Performance of carbon-supported palladium and palladiumsingle bondruthenium catalysts for alkaline membrane direct ethanol fuel cells

https://doi.org/10.1016/j.ijhydene.2016.04.053Get rights and content

Highlights

  • Pd/C and PdxRu/C nanoparticles are successfully prepared.

  • The catalytic activity of samples is studied electrochemically.

  • The samples are evaluated in alkaline direct ethanol fuel cells.

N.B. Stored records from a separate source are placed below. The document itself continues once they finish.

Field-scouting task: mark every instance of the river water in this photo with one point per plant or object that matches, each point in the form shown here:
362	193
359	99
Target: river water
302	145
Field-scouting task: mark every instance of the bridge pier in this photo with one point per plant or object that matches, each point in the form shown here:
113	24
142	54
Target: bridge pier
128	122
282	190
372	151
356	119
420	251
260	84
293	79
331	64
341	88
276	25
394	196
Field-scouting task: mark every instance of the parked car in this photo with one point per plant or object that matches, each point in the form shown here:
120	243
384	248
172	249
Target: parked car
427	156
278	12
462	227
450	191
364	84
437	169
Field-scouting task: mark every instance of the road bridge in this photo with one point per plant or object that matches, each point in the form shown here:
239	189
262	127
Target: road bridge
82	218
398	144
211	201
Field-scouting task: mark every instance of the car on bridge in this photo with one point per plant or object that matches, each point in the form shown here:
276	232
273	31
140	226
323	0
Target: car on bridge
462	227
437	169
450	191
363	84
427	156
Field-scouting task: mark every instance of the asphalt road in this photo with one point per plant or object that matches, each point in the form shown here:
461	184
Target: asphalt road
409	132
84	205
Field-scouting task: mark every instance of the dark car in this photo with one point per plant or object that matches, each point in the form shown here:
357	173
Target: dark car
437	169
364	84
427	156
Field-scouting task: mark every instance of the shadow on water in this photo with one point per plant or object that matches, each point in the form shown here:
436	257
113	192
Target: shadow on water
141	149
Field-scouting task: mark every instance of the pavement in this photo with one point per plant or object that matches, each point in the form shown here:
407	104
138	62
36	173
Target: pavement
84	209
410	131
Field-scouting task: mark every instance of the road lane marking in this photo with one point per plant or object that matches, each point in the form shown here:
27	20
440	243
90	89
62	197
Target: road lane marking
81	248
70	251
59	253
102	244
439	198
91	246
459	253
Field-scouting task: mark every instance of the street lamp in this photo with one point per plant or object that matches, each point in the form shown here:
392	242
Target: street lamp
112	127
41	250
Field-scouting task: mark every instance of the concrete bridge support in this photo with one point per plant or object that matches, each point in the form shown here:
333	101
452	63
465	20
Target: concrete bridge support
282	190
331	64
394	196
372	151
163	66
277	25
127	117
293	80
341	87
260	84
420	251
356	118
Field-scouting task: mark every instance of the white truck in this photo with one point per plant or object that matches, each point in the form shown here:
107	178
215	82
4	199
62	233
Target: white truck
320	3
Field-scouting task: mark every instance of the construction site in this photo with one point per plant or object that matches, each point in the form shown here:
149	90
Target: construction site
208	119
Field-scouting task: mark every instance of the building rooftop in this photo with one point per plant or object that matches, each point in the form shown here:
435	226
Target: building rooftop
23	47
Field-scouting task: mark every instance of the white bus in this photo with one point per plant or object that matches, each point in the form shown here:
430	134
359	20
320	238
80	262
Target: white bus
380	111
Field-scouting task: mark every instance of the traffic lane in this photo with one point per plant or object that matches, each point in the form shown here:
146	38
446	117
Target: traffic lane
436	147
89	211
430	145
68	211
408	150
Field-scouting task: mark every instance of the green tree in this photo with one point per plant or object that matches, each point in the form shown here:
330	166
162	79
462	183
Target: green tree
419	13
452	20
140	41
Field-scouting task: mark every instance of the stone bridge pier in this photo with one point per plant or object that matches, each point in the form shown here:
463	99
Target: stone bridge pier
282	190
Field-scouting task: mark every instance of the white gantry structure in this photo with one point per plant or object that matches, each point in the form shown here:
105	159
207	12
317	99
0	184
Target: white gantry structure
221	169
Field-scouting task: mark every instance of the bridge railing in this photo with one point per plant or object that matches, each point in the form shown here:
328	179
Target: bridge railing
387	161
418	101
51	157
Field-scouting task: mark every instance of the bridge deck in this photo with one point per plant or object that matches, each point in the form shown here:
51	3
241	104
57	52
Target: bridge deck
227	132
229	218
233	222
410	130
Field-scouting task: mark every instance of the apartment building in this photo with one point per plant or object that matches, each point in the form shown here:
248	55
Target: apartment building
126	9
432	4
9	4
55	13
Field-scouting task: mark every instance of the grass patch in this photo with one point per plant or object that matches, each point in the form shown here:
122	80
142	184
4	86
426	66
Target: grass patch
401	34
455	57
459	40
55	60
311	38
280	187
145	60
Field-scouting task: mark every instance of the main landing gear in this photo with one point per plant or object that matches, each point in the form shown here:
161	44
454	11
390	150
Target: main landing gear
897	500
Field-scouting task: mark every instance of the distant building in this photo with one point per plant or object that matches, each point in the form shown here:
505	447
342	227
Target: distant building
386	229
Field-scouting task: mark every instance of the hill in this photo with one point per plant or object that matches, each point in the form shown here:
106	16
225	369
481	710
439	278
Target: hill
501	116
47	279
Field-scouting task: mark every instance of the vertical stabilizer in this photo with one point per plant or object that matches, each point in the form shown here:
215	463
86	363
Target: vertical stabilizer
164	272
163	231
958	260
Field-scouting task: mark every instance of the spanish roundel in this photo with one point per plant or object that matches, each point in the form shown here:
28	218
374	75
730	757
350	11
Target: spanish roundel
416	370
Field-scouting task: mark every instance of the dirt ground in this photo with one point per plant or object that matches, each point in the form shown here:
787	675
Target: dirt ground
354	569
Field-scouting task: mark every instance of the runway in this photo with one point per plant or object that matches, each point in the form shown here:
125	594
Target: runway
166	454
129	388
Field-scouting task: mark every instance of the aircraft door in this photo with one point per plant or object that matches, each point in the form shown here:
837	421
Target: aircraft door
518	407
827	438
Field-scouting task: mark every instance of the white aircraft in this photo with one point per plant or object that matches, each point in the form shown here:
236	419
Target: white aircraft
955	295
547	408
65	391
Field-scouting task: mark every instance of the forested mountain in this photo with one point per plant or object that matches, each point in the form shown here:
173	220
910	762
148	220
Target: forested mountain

  • Pd12Ru/C shows higher single cell activities than PtRu/C.

Abstract

The activity of carbon supported palladium-based catalysts towards ethanol oxidation reaction in alkaline medium is investigated. To this end, Pd and PdxRu (x = 1, 6, 12) materials are synthesized supported on Vulcan XC72R by a modified impregnation method. These materials are characterized physicochemically and their composition varies between 40 and 50 wt. % of metal content. The mean size of nanoparticles is below 4 nm, and the size of the majority of particles ranges from 2 to 6 nm. The catalytic activity of these samples is also tested in half-cell and alkaline membrane direct ethanol fuel cell (AMDEFC). Lower onset potential and higher oxidation current densities is observed in palladium-rich bimetallic catalysts. By using the prepared samples as anode of AMDEFC and a commercial membrane of polybenzimidazole as solid electrolyte, the maximum power density is observed for Pd12Ru/C, 97 mW cm−2, almost doubling the value achieved by the catalyst Pd/C (50 mW cm−2), and above the obtained by commercial PtRu/C catalyst (89 mW cm−2).

Introduction

Polymer electrolyte membrane fuel cells (PEMFC) are devices that are attracting great interest in recent decades due to the high power densities that are capable of reaching at relatively low temperatures. Hydrogen and methanol have been the most common fuels used in these devices. However, both have certain drawbacks, such as the problems of production, storage and distribution of hydrogen or the toxicity of methanol [1]. An alternative to these fuels is the use of ethanol, cheaper and less toxic than methanol. The oxidation of ethanol has been the topic of numerous research papers in recent years [2], [3], [4], [5], [6], [7]. It is mainly due to the high energy density and thermodynamic efficiency of this fuel, in addition to the fact that ethanol is considered a green chemical. It can be produced in large quantities as a renewable biofuel from the fermentation of biomass and, in addition, both ethanol and its final oxidation products (CO2 and water) are relatively non-toxic.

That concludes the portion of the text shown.